Ne jetons pas la pierre à ce journaliste qui, à défaut de rigueur, a au moins été capable de trouver un titre accrocheur, imagé et je trouve, ne manquant pas d’humour… raison principale de mon post.

Ceci dit, pour en revenir à la croisade paternelle, au delà de ce journaliste, j’ose espérer que cet article est passé entre les main d’un rédacteur en chef avant d’être publié. Dans un élan d’optimisme forcé, je me dis que, tant le journaliste que le rédacteur, avaient bien conscience de l'”information” qu’ils publiaient… et je me pose la question du pourquoi? Probablement parce que c’est le genre d’information que leurs lecteurs demandent… et qu’on la leur donne… voici peut-être quelque chose de plus préoccupant…

Pour conclure, ce cas n’est pas isolé… en voici quelques autres exemples d’information capitale:

Mozart rend les coloscopies plus performantes Le Figaro ( http://sante.lefigaro.fr/actualite/2011/11/02/15287-mozart-rend-coloscopies-plus-performantes )

Un stylo passe 25 ans dans l’estomac d’une femme et fonctionne toujours Le Matin ( http://www.lematin.ch/faits-divers/Un-stylo-passe-25-ans-dans-lestomac-dune-femme-et-fonctionne-toujours/story/25381541?comments=1 )

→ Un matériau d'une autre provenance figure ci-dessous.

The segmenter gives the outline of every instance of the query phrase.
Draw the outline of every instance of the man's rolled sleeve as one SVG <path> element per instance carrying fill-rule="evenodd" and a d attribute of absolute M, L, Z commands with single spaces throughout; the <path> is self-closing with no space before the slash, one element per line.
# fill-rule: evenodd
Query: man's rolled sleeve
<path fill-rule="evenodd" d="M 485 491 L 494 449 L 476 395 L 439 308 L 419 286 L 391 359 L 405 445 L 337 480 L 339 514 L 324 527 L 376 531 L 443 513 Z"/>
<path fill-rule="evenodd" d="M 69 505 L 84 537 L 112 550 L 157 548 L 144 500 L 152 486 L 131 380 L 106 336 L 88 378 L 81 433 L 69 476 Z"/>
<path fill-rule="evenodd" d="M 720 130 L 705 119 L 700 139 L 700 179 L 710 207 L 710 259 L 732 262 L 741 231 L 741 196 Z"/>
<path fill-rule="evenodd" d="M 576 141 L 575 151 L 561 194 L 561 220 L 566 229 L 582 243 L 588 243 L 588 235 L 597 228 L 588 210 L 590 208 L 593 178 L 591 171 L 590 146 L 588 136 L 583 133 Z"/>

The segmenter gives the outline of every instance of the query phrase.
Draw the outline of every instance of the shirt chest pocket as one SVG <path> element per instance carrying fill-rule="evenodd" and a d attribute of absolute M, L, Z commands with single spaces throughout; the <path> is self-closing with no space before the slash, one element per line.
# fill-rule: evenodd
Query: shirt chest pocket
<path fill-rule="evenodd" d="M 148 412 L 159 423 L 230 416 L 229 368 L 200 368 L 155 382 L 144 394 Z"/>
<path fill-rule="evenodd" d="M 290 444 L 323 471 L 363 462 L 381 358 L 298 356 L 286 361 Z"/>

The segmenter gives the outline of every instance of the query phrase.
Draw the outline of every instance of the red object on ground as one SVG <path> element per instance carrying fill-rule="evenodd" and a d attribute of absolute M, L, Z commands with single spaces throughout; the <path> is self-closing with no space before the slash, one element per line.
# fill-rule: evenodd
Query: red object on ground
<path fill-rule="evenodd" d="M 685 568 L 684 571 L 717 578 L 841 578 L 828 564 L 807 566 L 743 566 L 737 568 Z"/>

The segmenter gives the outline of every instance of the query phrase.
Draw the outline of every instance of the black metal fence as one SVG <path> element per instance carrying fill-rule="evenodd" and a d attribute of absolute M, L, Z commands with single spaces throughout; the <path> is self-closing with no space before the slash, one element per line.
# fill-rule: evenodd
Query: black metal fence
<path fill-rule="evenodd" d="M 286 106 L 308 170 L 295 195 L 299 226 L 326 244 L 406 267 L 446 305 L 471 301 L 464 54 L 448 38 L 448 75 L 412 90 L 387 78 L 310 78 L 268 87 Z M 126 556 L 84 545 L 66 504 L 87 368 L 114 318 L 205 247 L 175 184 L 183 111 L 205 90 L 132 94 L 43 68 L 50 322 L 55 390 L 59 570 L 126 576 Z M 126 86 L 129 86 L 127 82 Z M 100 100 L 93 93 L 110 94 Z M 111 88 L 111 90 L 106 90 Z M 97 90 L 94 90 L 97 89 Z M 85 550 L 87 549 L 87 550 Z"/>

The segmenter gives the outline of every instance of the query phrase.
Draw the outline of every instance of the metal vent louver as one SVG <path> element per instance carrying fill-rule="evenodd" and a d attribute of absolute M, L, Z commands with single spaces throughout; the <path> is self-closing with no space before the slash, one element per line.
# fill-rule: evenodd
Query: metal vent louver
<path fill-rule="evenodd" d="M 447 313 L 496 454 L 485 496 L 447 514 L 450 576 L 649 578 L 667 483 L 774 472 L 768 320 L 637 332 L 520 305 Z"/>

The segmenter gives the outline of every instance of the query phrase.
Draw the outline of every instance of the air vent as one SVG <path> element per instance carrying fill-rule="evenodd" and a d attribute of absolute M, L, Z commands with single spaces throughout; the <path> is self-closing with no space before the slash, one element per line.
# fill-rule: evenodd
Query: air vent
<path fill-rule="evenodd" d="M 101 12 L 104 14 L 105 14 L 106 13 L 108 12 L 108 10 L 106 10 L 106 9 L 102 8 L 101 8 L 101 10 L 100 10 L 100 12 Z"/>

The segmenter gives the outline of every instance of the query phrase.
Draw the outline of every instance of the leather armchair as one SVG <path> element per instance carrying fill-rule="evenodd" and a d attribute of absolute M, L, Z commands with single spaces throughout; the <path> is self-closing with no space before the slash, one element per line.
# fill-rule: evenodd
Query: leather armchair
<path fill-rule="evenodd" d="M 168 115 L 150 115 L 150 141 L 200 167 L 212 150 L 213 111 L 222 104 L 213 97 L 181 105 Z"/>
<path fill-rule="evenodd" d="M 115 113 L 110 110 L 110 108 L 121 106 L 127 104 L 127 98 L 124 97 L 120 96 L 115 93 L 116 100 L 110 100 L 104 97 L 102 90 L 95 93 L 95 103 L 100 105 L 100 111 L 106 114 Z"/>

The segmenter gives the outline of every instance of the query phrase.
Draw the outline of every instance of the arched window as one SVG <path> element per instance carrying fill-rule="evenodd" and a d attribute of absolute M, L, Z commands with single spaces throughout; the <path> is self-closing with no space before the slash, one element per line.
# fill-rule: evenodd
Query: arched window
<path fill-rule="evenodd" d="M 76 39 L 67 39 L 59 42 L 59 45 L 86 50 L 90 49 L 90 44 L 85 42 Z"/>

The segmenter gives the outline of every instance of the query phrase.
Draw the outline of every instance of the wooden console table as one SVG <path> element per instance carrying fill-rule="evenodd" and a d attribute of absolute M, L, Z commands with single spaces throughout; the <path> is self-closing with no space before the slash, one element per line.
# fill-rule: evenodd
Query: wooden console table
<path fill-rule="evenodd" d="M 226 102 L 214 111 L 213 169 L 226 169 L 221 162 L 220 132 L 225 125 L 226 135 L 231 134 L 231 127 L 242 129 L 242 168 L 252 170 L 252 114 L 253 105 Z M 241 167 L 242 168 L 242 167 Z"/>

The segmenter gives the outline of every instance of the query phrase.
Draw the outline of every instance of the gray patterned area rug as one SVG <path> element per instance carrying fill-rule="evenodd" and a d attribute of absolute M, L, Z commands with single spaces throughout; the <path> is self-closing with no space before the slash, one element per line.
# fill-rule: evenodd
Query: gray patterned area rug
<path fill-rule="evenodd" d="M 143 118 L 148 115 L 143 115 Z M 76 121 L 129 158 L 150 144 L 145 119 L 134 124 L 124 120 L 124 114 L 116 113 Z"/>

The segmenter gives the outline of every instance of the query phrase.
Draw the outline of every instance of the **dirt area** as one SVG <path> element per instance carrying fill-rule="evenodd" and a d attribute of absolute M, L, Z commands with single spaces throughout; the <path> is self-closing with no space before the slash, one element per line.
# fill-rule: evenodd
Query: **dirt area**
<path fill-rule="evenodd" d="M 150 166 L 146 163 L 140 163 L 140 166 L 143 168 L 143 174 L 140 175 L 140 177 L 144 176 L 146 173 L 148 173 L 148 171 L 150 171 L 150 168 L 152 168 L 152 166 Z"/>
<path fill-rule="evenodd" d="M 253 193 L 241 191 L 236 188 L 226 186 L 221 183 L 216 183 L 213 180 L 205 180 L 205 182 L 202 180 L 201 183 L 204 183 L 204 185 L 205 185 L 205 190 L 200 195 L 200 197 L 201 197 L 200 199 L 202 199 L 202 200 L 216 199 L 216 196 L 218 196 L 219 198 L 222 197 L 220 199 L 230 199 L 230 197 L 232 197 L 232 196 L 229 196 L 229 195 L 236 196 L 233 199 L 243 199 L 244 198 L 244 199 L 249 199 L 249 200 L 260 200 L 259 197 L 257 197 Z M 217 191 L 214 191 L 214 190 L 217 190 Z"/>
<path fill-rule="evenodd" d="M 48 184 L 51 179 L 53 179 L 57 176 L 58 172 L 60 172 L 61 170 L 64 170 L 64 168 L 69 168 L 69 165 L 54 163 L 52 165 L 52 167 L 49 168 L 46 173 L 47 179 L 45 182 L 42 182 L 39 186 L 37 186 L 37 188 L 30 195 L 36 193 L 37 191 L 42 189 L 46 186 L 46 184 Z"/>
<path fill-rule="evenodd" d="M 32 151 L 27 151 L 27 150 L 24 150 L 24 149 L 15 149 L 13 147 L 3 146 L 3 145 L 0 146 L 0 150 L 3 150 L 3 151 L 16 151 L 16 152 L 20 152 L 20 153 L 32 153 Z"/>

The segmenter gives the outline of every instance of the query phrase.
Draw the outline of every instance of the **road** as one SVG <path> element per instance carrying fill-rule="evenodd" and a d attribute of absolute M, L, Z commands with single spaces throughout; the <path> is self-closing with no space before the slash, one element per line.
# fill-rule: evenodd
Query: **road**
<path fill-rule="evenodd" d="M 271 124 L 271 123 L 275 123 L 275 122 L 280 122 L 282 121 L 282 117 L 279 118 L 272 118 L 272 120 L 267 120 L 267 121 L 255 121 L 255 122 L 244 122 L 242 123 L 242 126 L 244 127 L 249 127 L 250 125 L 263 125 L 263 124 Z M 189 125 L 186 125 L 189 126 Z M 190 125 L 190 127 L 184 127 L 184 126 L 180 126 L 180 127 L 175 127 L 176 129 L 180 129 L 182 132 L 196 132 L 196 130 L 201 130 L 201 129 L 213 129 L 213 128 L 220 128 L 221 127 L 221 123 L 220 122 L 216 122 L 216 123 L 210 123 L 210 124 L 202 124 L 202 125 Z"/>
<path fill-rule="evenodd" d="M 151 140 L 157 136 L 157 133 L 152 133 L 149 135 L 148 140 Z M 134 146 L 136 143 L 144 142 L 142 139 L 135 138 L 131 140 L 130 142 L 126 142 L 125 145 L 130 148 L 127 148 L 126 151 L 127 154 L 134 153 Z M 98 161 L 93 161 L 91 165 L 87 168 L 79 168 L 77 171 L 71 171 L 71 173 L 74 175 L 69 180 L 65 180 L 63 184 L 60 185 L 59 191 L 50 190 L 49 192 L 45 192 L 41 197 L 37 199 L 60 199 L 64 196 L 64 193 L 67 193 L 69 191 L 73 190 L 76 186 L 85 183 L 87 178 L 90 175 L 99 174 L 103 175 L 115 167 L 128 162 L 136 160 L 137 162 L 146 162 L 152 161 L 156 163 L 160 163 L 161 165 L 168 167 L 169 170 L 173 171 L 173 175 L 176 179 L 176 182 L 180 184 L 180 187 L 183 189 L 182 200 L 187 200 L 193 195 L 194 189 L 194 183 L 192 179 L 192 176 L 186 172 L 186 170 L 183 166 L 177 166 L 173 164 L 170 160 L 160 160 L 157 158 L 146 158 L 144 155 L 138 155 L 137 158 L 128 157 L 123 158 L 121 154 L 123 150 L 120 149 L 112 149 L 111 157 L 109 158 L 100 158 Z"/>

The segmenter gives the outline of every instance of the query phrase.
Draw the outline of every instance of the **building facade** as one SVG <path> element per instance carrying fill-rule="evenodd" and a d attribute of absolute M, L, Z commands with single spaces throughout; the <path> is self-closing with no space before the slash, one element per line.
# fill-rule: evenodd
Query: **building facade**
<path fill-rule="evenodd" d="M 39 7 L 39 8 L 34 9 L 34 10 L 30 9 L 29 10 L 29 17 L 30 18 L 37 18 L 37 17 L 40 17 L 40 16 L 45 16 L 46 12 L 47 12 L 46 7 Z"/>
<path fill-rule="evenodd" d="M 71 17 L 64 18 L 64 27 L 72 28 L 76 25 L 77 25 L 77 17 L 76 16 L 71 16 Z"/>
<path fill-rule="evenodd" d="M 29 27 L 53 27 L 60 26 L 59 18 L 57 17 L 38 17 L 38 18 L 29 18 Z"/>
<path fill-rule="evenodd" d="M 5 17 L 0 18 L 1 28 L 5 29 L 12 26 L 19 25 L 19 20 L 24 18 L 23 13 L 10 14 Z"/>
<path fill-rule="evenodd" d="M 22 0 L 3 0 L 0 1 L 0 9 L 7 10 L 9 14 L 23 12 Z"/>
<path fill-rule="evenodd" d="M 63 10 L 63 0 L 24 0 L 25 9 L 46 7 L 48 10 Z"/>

La chèvre bloquée sur le rocher pourrait être… un mouton ! La Montagne ( http://www.lamontagne.fr/auvergne/actualite/2012/02/09/la-chevre-bloquee-sur-le-rocher-pourrait-etre-un-mouton_174784.html )

wergosum
wergosum
10 years ago
Reply to  thomas

J’adore l’histoire de la chèvre! Ça me rappelle deux autres histoires. Celle du mouton australien, qui ne fait jamais rire personne… et celle de l’ibex des Pyrénées, sous espèce de chèvre sauvage, à présent éteinte, dont le dernier survivant est mort dans un zoo espagnol en 2006. Voici ce que dit wikipedia (http://en.wikipedia.org/wiki/Pyrenean_Ibex): “The last natural Pyrenean ibex, a female named Celia, was found dead on January 6, 2000, next to a fallen tree. Although her cause of death is known, the reason for the extinction of the subspecies as a whole is a mystery.” Bien que la cause de sa mort soit connue, l’extinction de la sous-espèce reste un mystère, dit wikipedia. Voici la vérité. Celia a été trouvée “next to a fallen tree”. En fait, l’arbre a été frappépar la foudre, et le dernier ibex vivant a donc été foudroyé. La cause de l’extinction de la sous-espèce est un mystère? Que nenni: c’est Dieu qui en voulu ainsi.

wergosum
wergosum
10 years ago

Pisque nous parlons de calmar… je suppose que tout le monde connait “Le rêve de la femme du pêcheur”, de Katsushika Hokusai, un dessins très plagié et “adapté”! Voir http://www.katsushikahokusai.org/Dream-of-the-Fisherman's-Wife-large.html. Quand j’ai voulu ouvrir le site, la censure chinoise est entrée en action avec ses gros sabots et j’ai eu droit à l’habituel “peux pas!” J’ai du activer un canal VPN et j’ai pu poursuivre.